I sort out my options into three categories: What I need to do – What only I can do – What I love to do.
What I need to do
The things that I need to do are the logistics and details of life and work. That’s everything from mowing the lawn to scheduling appointments at the office. I can delegate, train, or pay someone to do most, if not all, of those things. Or, I can learn greater efficiency in doing them. Maybe they don’t need to be done right away.
What only I can do
No one else in the world can do what only I can do in two areas: my person and my position.
My person refers to my personal integrity. As an example, am I open with others, honest, and use information to serve them? Or, am I closed, dishonest, and use information to manipulate others to serve my purposes? While I learn from others how to choose and develop good character traits, they are ultimately my responsibility to achieve and maintain. I can’t borrow someone else’s integrity.

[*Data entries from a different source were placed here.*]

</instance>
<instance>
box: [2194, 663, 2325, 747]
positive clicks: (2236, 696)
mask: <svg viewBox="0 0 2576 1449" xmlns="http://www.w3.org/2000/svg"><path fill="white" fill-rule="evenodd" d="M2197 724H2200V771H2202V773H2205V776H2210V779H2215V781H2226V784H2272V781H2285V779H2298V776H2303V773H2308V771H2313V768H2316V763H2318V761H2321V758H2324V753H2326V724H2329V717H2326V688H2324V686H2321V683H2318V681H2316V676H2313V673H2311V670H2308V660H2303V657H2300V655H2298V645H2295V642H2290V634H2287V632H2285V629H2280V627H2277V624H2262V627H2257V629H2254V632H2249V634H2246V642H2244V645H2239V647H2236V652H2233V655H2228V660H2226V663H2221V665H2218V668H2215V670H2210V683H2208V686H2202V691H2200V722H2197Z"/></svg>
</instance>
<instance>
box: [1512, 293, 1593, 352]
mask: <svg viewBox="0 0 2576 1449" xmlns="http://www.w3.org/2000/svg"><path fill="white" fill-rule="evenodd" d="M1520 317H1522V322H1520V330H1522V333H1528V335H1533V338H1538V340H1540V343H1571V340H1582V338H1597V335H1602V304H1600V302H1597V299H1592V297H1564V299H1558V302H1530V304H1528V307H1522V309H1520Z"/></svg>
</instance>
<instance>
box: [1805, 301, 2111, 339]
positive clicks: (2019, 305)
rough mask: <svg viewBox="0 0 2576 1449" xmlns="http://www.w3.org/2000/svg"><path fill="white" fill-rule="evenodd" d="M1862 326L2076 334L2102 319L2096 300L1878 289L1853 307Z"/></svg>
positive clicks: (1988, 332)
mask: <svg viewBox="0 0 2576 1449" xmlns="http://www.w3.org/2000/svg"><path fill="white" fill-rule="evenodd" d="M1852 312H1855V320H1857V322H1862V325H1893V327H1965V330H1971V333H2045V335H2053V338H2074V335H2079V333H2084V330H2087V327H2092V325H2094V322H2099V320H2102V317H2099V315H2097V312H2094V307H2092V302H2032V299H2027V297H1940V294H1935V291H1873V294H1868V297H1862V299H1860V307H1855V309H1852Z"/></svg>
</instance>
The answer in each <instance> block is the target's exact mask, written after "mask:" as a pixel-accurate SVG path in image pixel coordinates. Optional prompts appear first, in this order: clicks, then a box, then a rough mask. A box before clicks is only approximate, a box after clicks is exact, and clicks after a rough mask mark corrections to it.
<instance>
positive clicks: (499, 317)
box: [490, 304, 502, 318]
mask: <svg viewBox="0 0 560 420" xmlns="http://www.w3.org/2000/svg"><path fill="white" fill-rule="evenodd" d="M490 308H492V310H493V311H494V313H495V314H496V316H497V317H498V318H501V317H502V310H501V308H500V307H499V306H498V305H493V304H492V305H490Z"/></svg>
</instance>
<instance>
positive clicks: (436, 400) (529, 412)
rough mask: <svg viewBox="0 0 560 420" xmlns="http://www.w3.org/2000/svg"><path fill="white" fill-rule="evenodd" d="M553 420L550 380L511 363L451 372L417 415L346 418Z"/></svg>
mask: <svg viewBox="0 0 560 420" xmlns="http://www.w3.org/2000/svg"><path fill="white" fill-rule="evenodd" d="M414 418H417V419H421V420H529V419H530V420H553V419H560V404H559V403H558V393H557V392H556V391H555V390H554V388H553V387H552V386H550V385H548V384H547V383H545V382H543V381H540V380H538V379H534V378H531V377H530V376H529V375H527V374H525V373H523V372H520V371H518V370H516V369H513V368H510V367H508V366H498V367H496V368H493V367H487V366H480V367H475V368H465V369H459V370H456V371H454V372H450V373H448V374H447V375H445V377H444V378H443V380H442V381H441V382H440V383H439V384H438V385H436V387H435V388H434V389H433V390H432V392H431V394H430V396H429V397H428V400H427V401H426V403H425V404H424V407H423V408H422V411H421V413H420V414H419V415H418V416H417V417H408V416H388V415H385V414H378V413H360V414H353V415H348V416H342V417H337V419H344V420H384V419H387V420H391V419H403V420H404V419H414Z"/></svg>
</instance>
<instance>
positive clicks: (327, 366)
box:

My position is the important place that I occupy in someone else’s life. To my children, I occupy the place of the father, to my grandchildren, the grandfather. To my wife, I am the husband. To the church, I occupy the place of a pastor-trainer. Each place that I occupy has specific responsibilities. While I use the natural talents and spiritual gifts God has given me to fulfill those responsibilities, I also look to others who will partner with me. Some could teach me more knowledge. Others could coach me to hone my skills and abilities. Others could provide a service for which I don’t have the expertise or resources. The point is this: each place that I occupy requires me to be fully engaged and intentional in being what God wants me to be for those under my care. No one else has my unique combination of talents and gifts blended with my experiences, personality, ideology, and culture.
What I love to do
Fly-fishing, exercising, learning, enjoying all aspects of God’s world, and being with good friends: these are among the activities that I especially love. I invite others to enjoy these activities with me, and I know that gives God pleasure.
When it comes time for decision-making, I simply ask myself: Do I need to do this? Am I the only one who can do this? Is this what I love? Whether some things stay or go depends on the answer that I give.
Staying focused on the main things
Before I go on, this question can’t be ignored: Are lesser categories active in your life?
- “What I don’t need to do at all.” These are the things you do to look good and/or to please others.
- “What I shouldn’t be doing.” You know certain things are wrong, but you do them, anyway.
Free yourself from these traps as fast as you can.
Train yourself for Godliness.
“Train yourself for godliness,” said Paul to Timothy, his son in the faith.
The essence of godliness is living life as Jesus, who was able to say, “The one who sent me is with me now: the Father has not left me alone for I always do what pleases him.” Jesus was focused. Do likewise. Discipline your will, mind, body, and soul on doing the good things that God planned for you to do and on becoming the good person God made you to be. That’s what really matters.